Here is an eq tip that works well with the realdrums that have a full kick sound, such as the nashville drums, should work well with most of the clean jazz drum sets and clean rock drums. it is designed to open up the drums and make them sound more full with less mud and a more clear defined high end. It will improve the snare drum as well as the hats and crash. adjust to your need.

What is needed;
a high pass filter at 20hz. this is a good idea no matter whether you use the other settings are not. You can go as high as 50 hz on the drum set if you want the bass to drive the mix.
a bell curve with a -6db cut at 500hz set Q at 2.5
a high shelf filter at 8K with a +1-+1.5 boost
use a compressor
Threshold until you get -1 to -2db volume cut; no more, re-add whatever you cut on the make up gain
set ratio to 1.5
set the attack to 2-5ms
set the release until the meter pumps in perfect time with the kick. If the release is set to high for the attack it will cause a pumping sound. the drums should sound more pristine but should not be pumping or sound crushed by the compressor in anyway. The realdrums sound good already this tip is just to take out any mud and make the high end sparkle.

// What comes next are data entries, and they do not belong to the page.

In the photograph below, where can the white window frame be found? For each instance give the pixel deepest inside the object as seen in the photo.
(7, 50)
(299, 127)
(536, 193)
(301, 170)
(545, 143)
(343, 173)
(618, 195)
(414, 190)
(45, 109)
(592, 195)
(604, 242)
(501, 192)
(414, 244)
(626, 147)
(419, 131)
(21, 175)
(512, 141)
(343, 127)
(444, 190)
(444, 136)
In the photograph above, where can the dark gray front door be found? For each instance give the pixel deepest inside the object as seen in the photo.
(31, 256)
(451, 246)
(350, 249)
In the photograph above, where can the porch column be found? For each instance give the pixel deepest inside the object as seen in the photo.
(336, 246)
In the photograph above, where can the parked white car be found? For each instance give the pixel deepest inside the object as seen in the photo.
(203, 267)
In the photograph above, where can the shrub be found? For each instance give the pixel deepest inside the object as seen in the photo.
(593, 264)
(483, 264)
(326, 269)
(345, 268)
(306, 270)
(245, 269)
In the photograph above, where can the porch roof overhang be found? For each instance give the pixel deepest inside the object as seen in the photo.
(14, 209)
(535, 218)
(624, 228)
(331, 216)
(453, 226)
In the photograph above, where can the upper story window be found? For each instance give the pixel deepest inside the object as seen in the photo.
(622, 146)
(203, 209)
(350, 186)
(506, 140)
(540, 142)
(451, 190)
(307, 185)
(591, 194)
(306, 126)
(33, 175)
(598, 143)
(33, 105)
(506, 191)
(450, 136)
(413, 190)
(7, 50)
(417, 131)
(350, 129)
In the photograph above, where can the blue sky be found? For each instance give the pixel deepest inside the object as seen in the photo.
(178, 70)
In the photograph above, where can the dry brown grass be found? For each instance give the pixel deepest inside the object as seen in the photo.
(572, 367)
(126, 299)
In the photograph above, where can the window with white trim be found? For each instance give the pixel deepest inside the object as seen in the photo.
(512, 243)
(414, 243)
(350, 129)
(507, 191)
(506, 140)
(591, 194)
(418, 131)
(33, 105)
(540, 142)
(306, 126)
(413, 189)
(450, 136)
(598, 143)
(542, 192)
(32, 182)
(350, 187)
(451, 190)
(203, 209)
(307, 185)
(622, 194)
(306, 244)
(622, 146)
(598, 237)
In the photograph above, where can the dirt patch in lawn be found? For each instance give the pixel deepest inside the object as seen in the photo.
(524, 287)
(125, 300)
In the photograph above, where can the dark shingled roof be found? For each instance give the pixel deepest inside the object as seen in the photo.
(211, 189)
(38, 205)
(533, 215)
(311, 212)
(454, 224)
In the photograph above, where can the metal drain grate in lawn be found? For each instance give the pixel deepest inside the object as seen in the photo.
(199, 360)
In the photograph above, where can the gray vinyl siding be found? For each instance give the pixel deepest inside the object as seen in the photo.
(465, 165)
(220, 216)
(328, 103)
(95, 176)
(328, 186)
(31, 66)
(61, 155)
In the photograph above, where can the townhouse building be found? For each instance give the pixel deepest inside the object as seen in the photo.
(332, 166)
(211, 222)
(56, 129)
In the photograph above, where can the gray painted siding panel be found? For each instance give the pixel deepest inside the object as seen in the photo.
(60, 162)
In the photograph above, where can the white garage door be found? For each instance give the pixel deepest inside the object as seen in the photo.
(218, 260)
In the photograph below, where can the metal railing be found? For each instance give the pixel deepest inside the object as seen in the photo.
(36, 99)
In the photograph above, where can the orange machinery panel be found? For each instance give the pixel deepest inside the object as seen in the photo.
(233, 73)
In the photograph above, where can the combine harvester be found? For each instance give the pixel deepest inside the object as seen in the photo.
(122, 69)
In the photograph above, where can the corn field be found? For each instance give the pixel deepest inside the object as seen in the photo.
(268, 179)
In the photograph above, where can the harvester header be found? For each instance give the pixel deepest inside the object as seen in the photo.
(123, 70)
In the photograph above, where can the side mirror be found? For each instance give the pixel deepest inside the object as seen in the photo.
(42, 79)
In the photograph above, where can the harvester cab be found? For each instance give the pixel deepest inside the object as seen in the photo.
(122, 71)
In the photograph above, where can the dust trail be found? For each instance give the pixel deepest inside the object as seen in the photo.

This clears room for the bass guitar The low end of the drums thump and the high end really shines. Depending on the drum set used you may have to tweek the degree of the 500hz cut as well as you may need to move the hi shelf up higher or lower; you should always use the 20hz highpass filter. The 20hz highpass is also a good idea for the bass. make sure to listen to this with all of the instruments in the mix; Special note: make sure when compressing and adding the eq filters that you do not raise the volume of the drumset higher than you have it set in the mix, you are not trying to make it louder, only cleaner. The drum should be the same volume with or without these settings. If the volume is being raised just subtract it from the gain; listen with the plugins bypassed and not to insure the volume is not different. Hope this helps!